There were two people still aboard the carrier. He’d only shocked them for a couple of moments. The carrier began firing back at him, although it was hampered by the fact that he was hanging on to the rear and it was programmed not to shoot holes in itself. Still, he wasn’t out of trouble yet. It vomited out several drones, which began peppering him with laser fire.

Time for the next phase. He’d lost track of Cheris, not intentionally, thanks to the pain. It would have helped if he knew where she was, because he didn’t want to corpse her by accident. He couldn’t take the time to locate her amid the dizzying group of human-sized masses, however. Besides, she knew what instructions she’d given him. She’d get herself to safety, even if she wasn’t privy to the details of his plan. It wasn’t trust, exactly; it still made his heart (well, whatever he had) ache with ambivalent gratitude.

Jedao slipped several hair-raising centimeters at the same time that a laser singed his side.

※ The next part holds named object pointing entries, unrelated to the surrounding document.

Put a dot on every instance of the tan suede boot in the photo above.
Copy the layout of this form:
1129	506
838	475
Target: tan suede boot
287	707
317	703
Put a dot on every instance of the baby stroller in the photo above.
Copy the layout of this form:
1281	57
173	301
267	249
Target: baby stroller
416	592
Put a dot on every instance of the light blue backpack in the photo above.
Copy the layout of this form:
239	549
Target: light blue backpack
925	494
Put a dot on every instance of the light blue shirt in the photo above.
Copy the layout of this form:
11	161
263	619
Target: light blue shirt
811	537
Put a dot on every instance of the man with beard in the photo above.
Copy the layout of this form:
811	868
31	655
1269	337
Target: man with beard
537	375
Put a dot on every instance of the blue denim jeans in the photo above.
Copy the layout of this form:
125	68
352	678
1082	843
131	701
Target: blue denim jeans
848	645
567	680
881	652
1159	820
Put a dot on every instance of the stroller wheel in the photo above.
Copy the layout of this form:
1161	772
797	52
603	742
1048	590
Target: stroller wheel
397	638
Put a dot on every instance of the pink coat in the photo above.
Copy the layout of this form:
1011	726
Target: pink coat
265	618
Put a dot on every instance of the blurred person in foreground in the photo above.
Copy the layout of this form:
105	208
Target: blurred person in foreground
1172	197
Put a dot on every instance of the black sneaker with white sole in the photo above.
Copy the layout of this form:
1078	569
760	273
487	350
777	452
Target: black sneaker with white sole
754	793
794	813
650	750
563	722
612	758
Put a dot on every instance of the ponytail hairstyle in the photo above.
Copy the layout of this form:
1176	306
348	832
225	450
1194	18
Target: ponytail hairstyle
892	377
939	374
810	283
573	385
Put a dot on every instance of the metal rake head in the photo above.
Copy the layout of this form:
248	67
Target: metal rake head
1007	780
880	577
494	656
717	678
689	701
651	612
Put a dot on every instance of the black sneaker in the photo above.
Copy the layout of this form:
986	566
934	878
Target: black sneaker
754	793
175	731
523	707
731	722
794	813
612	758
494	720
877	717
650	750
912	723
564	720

He caught a whiff of the charred, sickly sweet smell before the wind whipped it away. Stay focused, he told himself, and shoved the personnel carrier, this time angling down toward the largest concentration of hostiles on the ground.

The drones had trouble keeping up. His acceleration in the past two-and-a-fraction seconds had sufficed for outrunning them. Of course, he’d lost all surface sensation, which implied bad things about the state of his skin, or the nerves beneath.